3. The low-expansion high-fracture-resistance tundish retaining wall castable according to claim 1, wherein the white corundum dusting powder has a particle size of 200 meshes, and Al2O3 is more than or equal to 95%; the granularity of the chrome corundum waste is 200 meshes, and the Cr2O3 is more than or equal to 60 percent; SiO2 in the silicon micro powder is more than or equal to 92 percent; the crystal form of the alumina is alpha type, and the granularity is 1 mu m; 71 the Al2O3 content in the cement is +/-2 percent; sodium dihydrogen phosphate is industrial grade, and contains 2 crystal waters; sodium tripolyphosphate is of industrial grade; the melting point of the organic fiber is 105 ℃; the steel fiber is nickel-chromium alloy heat-resistant steel.

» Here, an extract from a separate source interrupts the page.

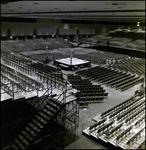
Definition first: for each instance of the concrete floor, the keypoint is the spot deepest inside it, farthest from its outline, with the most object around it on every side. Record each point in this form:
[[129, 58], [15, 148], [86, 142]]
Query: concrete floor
[[86, 115]]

4. The low-expansion high-fracture-resistance tundish retaining wall castable according to claim 1, wherein the sum of the contents of 3-1mm of 85 alumina and 3-1mm of 91 magnesite is more than or equal to 15% and less than or equal to 19%; the sum of the content of 1-0mm of 85 alumina and 1-0mm of 95 magnesite is more than or equal to 12 percent and less than or equal to 18 percent.

5. The low-expansion high-fracture-resistance tundish retaining wall castable according to claim 1, wherein the sum of the contents of 91 magnesite and 95 magnesite is not less than 24% and not more than 32%.

6. The low-expansion high-fracture-resistance tundish retaining wall castable according to claim 1, wherein the water addition rate of the retaining wall castable during mixing is 5.3-5.5%.